Associated Press golf writer Doug Ferguson on the WGA's dedication to caddies

In this collection of personal essays published to mark the 125th anniversary of the Western Golf Association’s founding, leading voices from the world of golf journalism share how their lives – and careers – have intersected with one of the most impactful organizations in the game.

By Doug Ferguson
Associated Press Golf Writer
PGA Lifetime Achievement in Journalism Award Winner

I didn't get a chance to cover my first Western Golf Association event until 2007, when the BMW Championship became part of the PGA Tour's postseason. It was clear to me immediately that it was one of the most important places to be all year – for players, yes, but also for caddies and for scribblers like me. When you've covered more than 600 PGA Tour events, you notice things you otherwise wouldn’t. And when an organization has 125 years behind it, well, they know what they're doing.

But it was only later that I began to realize connections long before I witnessed what the WGA was all about, and who it serves.

I was caddie at Rumson Country Club in New Jersey. The caddie manager was a one-armed man named Leo, the fee for new caddies was $6 a bag and we could play the course on Mondays. When I started writing for the school paper at Abilene Christian University a few years later, one of my first stories was on the value of caddies. I'm not sure how or why, but I reached out to Beverly Country Club in Chicago because of their strong program. Only later did I find out the club had the largest number of Evans Scholars in the country.

I think most anyone involved in golf has worked as a caddie. My father grew up as a member at La Jolla Country Club near San Diego, and he caddied when he wasn't playing. Butch Harmon used to caddie at Winged Foot and Wykagyl in New York as a teenager. The first job Butch had as a club professional was in Iowa, and that was his first exposure to Evans Scholars. He remains amazed to this day when he thinks about the thousands upon thousands of kids the Evans Scholars Foundation has put through college. "What they've done is beyond belief," he said.

When I was in graduate school at the University of Oklahoma, I caddied at the 1984 U.S. Amateur at Oak Tree.

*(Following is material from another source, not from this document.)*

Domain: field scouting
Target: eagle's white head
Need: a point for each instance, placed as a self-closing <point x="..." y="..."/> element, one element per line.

This was August in Oklahoma, and I was the only caddie who wore pants, because I thought that's how a caddie was supposed to dress (polyester, no less). My player was a real estate developer from the Bay Area named Guy Bill. He didn't get out of qualifying, but I stuck around and watched Scott Verplank win. A year later, Verplank won the Western Amateur and Western Open (which later became the BMW Championship). I always thought one of the coolest things about his Western Open win at Butler National in Chicago was how this amateur from Oklahoma State was going to pay his 16-year-old caddie. He emptied his wallet of about $300. The club passed the hat and took care of the rest.

It's been said – and I have written myself – that Bobby Jones was golf's greatest amateur, and 13 majors would bear that out. But it's hard to imagine another amateur with such a rich impact on the roots of the game as Chick Evans. The first amateur to win the U.S. Amateur and the U.S. Open in the same year, Evans wanted desperately to remain an amateur. He had his earnings put into an escrow account, put the WGA in charge and the money was used to pay for caddies who needed help going to college. The first Evans Scholarships were awarded in 1930. Butch is right. Amazing.

No matter where the BMW Championship is played, what sets it apart in the era of $20 million purses are the Evans Scholars caddying in the pro-am, and the Caddie Hall of Fame. Jimmy Johnson cried when he got the phone call that he was being inducted a few years ago. "It's what you work your whole career for," he says. Jim "Bones" Mackay was inducted in 2017. He says the first time he ever had his own locker at a PGA Tour event was the Western Open. "They take care of us like no other. They're all about honoring the trade. They realize it's an integral part of the game, and part of what makes golf beautiful is the caddie and player, whether you're at a club or on the PGA Tour," he said.

One of my fondest memories is going to Bethpage Black on a scouting trip ahead of the 2009 U.S. Open. I was eager to see the course, and the USGA said it would be no problem to play, until it became a problem. The airfare couldn't be canceled, and it worked out beautifully. I checked with the pro shop and caddies on site, and then waited until four guys from upstate New York hit their first tee shots and walked off the tee carrying their bags. I offered to caddie for them free of charge. In the rain. And it was invaluable. If the objective is to relearn the course, is there a better way than as a caddie? Plus, for the public crowd at Bethpage, it was a reminder the most common four-letter word in golf that begins with "F" isn't always "Fore!"

We've been fortunate to play a little golf ourselves while covering the PGA Tour. When we can get out during the BMW Championship, we don't play without a caddie. It's the only way. It's the WGA way. It's a beautiful thing.